La atribución de competencia universal -aparentemente justa, porque se apoya en lo reprobable de las mutilaciones- esconde una paradoja: aunque ese hecho no fuese delito en el país de origen -lo cual, pese a lo que en ocasiones se piensa, no es frecuente- debería castigarse a la madre que actuó en ese caso antes de residir en España; es más: si la madre fuese transeúnte también podría ser acusada del delito por los tribunales españoles. La llegada a un ámbito cultural diferente constituye un paso ante el cual ya no cabe arrepentimiento, aunque cuando se realizó no existiese relación alguna con el país en el que se puede ser condenado. El argumento de que podría hablarse de un error de prohibición inevitable que excluiría la pena sería sólo eficiente si el hecho no es delito en el lugar de procedencia; si lo es y el autor actuaba sobre la base de un clima de cierta tolerancia, que es precisamente lo que sucede con más frecuencia, nunca sería inevitable.

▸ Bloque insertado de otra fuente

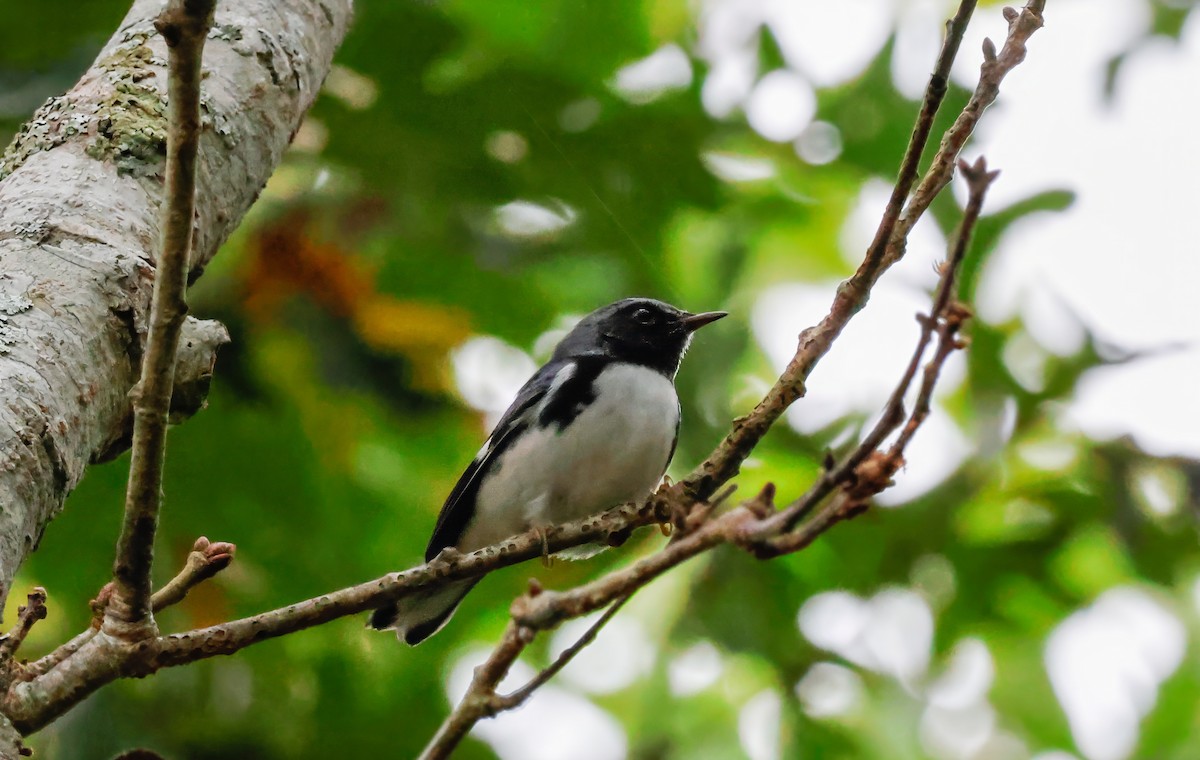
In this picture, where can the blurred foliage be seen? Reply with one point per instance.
(335, 426)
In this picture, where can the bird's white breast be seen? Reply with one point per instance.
(613, 452)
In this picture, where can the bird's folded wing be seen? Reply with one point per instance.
(460, 506)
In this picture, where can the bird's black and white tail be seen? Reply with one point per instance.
(417, 617)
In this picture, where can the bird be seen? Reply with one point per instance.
(594, 428)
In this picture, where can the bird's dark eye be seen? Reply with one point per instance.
(643, 316)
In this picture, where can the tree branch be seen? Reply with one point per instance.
(754, 525)
(852, 294)
(203, 562)
(30, 612)
(184, 25)
(81, 190)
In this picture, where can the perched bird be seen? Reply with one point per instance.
(592, 429)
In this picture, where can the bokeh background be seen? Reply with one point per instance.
(477, 172)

No me cabe duda de que las mutilaciones genitales femeninas han de ser castigadas de una forma radical, y la alusión a un conflicto en una sociedad multicultural debe ser aquí ineficaz. Pero el tratamiento en términos de competencia de los tribunales españoles ha de ser racional, también desde un punto de vista práctico: sin duda, deben de ser sancionados quienes cometen el delito, y sin duda también cuando se trata de residentes en España que aprovechan una estancia corta en el país de origen para ello, tal como establece la reforma al referirse a los hechos previstos en la Convención del Consejo de Europa de 11 de mayo de 2011, en cuyo artículo 38 se hace referencia a las mutilaciones genitales femeninas. Pero sin esta cualidad de la residencia previa, las dificultades de la imputación son indiscutibles, también en relación con la prueba, como lo demuestra la absolución en la sentencia de 16 de diciembre de 2013 a la que antes me he referido.
En suma: no cabe afirmar que, en todo caso, el principio de justicia universal garantiza más justicia material. De hecho, y aunque en el genocidio hay elementos particulares -como una cierta tradición, al menos desde Núremberg- que lo caracterizan, el Estatuto de Roma ha intentado resolver las cuestiones del principio de justicia universal precisamente en ese ámbito: la creación de un órgano judicial internacional con competencia quasi-universal. A mi juicio, los esfuerzos deben dirigirse más bien a que lo sea de forma indiscutible y sin fisuras, y no a crear una competencia cuya concreción en la práctica es poco menos que una quimera.